Babacan, en büyük sorumluluklarının ülkeye neşe getirmek, insanların gülmesini sağlamak olduğuna işaret ederek, “Önce özgürlük diyeceğiz. Refaha giden yol, özgürlükten geçer. Hukuk devletini inşa edeceğiz. Herkesin hukuk güvenliğine sahip olduğu bir sistemi yeniden inşa edeceğiz. Eğitimde fırsat eşitliği sağlayacağız. Ülkenin doğusuymuş batısıymış hiç fark etmez, kuzeyi güneyi hiç fark etmez; en ücra köşeye dahi nitelikli eğitim ulaştırmak için çalışacağız. Sosyal yardımları bağımlılık sağlansın diye değil, vatandaşlarımızı zor durumdan çıksın diye sosyal devlet ilkesi gereği sağlayacağız. Biz kadrolarımızla, her alanda yapacağımız eylem planlarıyla emin adımlarla emaneti teslim almaya geliyoruz” ifadesini kullandı.

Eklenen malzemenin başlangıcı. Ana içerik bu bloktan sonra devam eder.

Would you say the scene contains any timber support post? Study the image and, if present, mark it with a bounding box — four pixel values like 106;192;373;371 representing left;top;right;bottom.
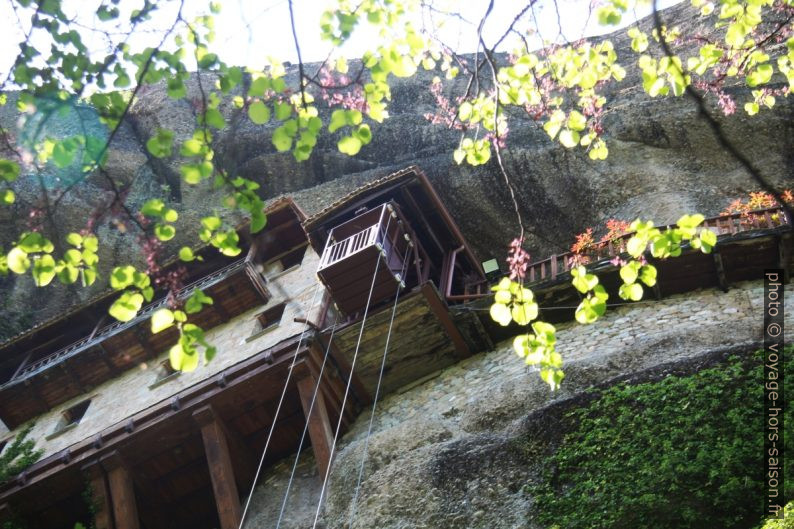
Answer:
193;406;242;529
81;461;113;529
298;370;334;476
101;451;141;529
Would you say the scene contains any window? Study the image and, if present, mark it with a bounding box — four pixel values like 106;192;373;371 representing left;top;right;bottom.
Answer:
149;358;179;389
47;399;91;439
246;302;286;342
256;303;286;331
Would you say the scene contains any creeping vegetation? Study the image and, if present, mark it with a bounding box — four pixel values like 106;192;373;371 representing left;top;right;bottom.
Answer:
528;347;794;529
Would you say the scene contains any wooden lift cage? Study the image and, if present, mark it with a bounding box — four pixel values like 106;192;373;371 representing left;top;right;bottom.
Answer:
317;202;413;314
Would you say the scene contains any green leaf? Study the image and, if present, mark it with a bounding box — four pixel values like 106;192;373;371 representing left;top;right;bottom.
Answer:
640;264;657;287
618;283;643;301
66;232;83;248
490;303;513;327
6;246;30;274
110;265;136;290
141;198;165;217
700;228;717;253
337;136;361;156
494;290;513;305
154;223;176;241
33;254;55;287
568;110;587;131
248;101;270;125
108;291;143;322
510;303;538;325
151;309;174;334
458;101;473;121
560;129;579;149
56;264;80;285
353;123;372;145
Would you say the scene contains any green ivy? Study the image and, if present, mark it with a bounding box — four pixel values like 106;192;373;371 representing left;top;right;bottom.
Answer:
0;424;43;484
528;347;794;529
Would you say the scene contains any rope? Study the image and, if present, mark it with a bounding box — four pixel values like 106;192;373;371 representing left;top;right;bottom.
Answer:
276;314;344;529
312;211;392;529
347;241;416;529
237;283;320;529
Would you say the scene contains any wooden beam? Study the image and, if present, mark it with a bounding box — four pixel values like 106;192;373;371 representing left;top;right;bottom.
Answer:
132;325;157;357
96;342;118;377
317;336;372;406
100;450;141;529
713;249;730;292
60;358;87;393
193;405;242;529
298;373;334;476
81;461;114;529
23;378;50;413
777;235;791;285
422;282;471;358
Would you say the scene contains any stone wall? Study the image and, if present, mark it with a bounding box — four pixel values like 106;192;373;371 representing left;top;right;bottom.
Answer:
0;248;323;457
241;281;794;529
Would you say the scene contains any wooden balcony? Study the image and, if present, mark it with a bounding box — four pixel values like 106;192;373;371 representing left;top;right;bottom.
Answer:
317;203;411;314
0;259;269;428
527;206;788;284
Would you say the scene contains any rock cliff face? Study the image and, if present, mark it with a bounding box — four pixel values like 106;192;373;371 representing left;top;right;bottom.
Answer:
246;281;794;529
0;2;794;338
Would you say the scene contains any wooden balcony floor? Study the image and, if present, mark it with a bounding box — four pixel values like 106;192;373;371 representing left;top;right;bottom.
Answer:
333;285;470;396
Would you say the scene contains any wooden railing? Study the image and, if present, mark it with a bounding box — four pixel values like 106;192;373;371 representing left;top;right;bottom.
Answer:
317;204;395;272
5;259;247;387
319;224;380;270
526;206;787;283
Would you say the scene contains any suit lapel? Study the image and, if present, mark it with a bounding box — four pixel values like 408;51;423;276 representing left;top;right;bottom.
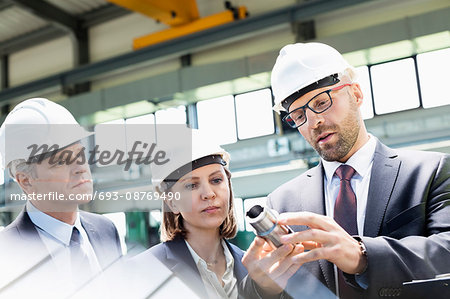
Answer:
225;240;248;283
299;163;336;290
298;163;325;215
363;141;401;237
80;212;109;269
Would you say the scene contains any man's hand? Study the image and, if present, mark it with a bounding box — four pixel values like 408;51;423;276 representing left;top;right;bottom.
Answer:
278;212;367;274
242;237;304;295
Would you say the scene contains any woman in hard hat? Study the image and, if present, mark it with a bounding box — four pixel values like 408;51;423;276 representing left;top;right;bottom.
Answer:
139;130;247;298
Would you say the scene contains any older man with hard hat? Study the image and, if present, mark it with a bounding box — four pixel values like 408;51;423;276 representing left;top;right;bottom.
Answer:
243;43;450;298
0;98;121;298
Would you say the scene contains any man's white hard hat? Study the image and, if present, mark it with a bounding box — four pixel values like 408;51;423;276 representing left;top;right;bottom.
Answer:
0;98;93;168
151;127;230;189
271;43;356;113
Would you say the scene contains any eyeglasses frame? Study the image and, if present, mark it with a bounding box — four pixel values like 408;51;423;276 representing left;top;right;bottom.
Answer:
282;83;352;129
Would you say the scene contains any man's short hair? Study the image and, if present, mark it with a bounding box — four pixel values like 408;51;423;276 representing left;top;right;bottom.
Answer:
8;159;37;179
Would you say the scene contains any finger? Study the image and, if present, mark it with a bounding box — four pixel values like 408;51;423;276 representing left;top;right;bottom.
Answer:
280;228;335;245
263;241;273;252
242;236;265;267
278;212;337;231
270;245;303;280
259;244;294;273
302;241;322;250
292;247;330;265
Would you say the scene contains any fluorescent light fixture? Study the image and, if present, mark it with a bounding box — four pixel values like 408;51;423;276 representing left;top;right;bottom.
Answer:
400;140;450;151
233;159;308;179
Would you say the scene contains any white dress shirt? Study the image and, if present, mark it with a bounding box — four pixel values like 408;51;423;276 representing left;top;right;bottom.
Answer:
322;134;377;235
322;134;377;294
26;201;101;281
185;239;238;299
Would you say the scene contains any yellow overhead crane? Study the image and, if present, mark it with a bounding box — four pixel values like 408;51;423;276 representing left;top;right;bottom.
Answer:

‘ÜLKEDE YAŞANAN SADECE EKONOMİK KRİZ DEĞİL’

İktidarın ekonomi politikalarını eleştiren Babacan, konuşmasına şöyle devam etti: “Türkiye’nin yaşadığı kriz sadece ekonomik kriz değil, Türkiye şu anda hukuk ve adalet krizi yaşıyor, dış politika krizi yaşıyor, eğitim krizi yaşıyor. Ekonomik krizin temelinde hukukun ve adaletin olmayışı var. Biliyorsunuz bu hükümet ekonomik krize çözüm olsun diye kur korumalı mevduat hesabı diye bir şey ilan etti. Şapkadan tam 1970 model bir tavşan çıkardılar. Bu 1970’lerde, 80’lerde uygulanmış, Özal bu uygulamaya ‘Kendini uyanık zannedenlerin dalaveresi’ demiş. İlk gün ayın 20’sinde açıkladır, 21’i sabahı ‘bu devleti batırma projesidir’ dedim. Yaşanmış çünkü tarihten ders almazsan tarih tekrar edip durur. Bu hafta bu hesapların ilk sonuçlarına göre; 23 Aralık ve 24 Aralık’ta dövize endeksli kur korumalı mevduat hesabını 100 lira yatıran vatandaş üç ay sonra 127 lira aldı.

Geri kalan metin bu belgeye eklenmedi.